The “word” has tremendous power. A simple word like “sorry” can end a fight. A negative word can bring down the entire nation flat on the belly. That is why we need to be careful with our words.
Unfortunately, most of our leaders – in South Sudan are yet to understand the power of a tongue. That is why they keep on pelting out reckless and inciting statements that create more room for hatred among communities, political parties, or regions.
As a media house, we are privileged to receive raw news right from the sources. It is disheartening to say that if we were to publish every comment we get from every newsmaker; we would not have a country right now.
As sad as it may sound, some of these comments, especially when it borders on tribal comments, are inciting, to say the least. This could be attributed to the retrogressive steps this country is taking in search of lasting peace. The ongoing violence and revenge attacks, to some extent, have been fueled by words from our own mouths.
How we wish, as a media house, that all leaders in this country would take time and read the statement of President Salva Kiir concerning the recent violence that claimed over 27 innocent lives in Kajo Keji.
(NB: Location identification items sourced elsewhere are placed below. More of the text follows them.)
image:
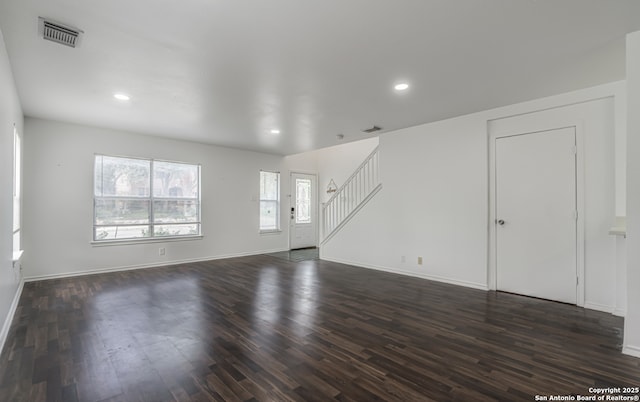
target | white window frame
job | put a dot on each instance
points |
(277, 201)
(151, 198)
(17, 192)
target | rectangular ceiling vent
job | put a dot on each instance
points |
(372, 129)
(59, 33)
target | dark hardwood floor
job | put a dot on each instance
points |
(267, 329)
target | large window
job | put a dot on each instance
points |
(17, 184)
(145, 199)
(269, 201)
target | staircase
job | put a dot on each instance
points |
(363, 184)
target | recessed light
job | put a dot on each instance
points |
(122, 97)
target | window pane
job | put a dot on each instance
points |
(124, 212)
(303, 201)
(175, 211)
(175, 180)
(268, 215)
(16, 213)
(176, 230)
(121, 232)
(121, 177)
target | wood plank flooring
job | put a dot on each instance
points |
(265, 329)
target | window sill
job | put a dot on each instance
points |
(270, 232)
(17, 255)
(106, 243)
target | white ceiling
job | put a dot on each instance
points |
(226, 72)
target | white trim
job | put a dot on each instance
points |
(316, 201)
(144, 240)
(144, 266)
(599, 307)
(631, 350)
(17, 255)
(578, 126)
(435, 278)
(9, 319)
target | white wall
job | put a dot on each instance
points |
(595, 121)
(10, 114)
(434, 203)
(632, 321)
(338, 162)
(58, 183)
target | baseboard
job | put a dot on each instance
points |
(450, 281)
(599, 307)
(631, 350)
(144, 266)
(9, 319)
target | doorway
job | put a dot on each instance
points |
(303, 216)
(536, 213)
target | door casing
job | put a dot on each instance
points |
(314, 201)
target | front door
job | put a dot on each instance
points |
(303, 211)
(536, 214)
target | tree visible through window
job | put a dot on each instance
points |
(269, 201)
(144, 198)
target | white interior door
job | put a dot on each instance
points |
(303, 211)
(536, 213)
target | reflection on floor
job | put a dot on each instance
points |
(303, 254)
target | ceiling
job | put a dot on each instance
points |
(227, 72)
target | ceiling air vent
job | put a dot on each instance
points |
(59, 33)
(372, 129)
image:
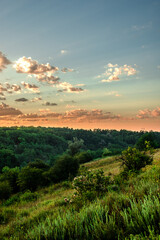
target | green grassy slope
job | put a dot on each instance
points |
(131, 212)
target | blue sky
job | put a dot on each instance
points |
(83, 37)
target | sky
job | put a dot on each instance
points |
(80, 64)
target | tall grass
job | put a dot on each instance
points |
(131, 213)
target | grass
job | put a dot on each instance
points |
(132, 212)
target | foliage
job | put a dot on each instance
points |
(30, 178)
(84, 157)
(134, 160)
(147, 137)
(66, 166)
(106, 152)
(5, 190)
(11, 175)
(74, 146)
(7, 158)
(90, 184)
(28, 196)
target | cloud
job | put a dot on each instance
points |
(110, 65)
(147, 113)
(29, 115)
(64, 70)
(21, 100)
(113, 72)
(67, 87)
(111, 79)
(31, 87)
(50, 104)
(4, 61)
(9, 88)
(47, 79)
(36, 99)
(2, 98)
(6, 110)
(29, 66)
(113, 93)
(13, 87)
(72, 101)
(63, 51)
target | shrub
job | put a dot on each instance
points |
(84, 157)
(149, 137)
(5, 190)
(28, 196)
(106, 152)
(66, 166)
(12, 200)
(134, 160)
(10, 175)
(90, 184)
(30, 178)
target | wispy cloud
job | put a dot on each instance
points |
(49, 104)
(147, 113)
(6, 110)
(113, 93)
(22, 100)
(63, 51)
(4, 61)
(114, 72)
(36, 99)
(31, 87)
(64, 70)
(9, 88)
The president, in as much as he was irked by the incident, and guided by wisdom, carefully picked his words as he mourned and prayed for the families of the victims, even as he ordered an investigation and prosecution of the perpetrator of the heinous and barbaric act.
Another example of good leadership was when Hon. Bol Joseph Agau, a member of the National Democratic Movement, called on the leadership country to use diplomatic means to solve the border impasse with Kenya (Nadapal). While he was firm that the country must find a solution to the border issue, Agau said that South Sudan is currently fighting many ‘battles’ and was not ready to get into another unnecessary ‘war’.
On the other hand, a former MP had the audacity to call a media house and rant about how the government should immediately deploy forces to Nadapal to deal with the youth from across the border.
You know that we have a bigger problem as a country when a senior leader in this country, for example, calls others ‘witches’, incites local youth to “defend your land” against perceived invaders; or when a sitting governor calls on the government to help kick out a certain community that has allegedly encroached on their territory.
Such lousy and reckless pronouncements defeat the logic of having a constitution that grants every citizen the right to live and work anywhere in South Sudan.
We believe that there are better ways to address these difficult issues rather than shaming or accusing the other community; or those with opposing political views. We must be sober as a country and work towards attainable peace.
The president has reiterated often that he will never allow South Sudan to return to war. Let’s help President Kiir find lasting peace for the country – the peace that everyone has been praying for.
Famous author, Rachel Wolchin, once said. “Be mindful when it comes to your words. A string of some that don’t mean much to you may stick with someone else for a lifetime.”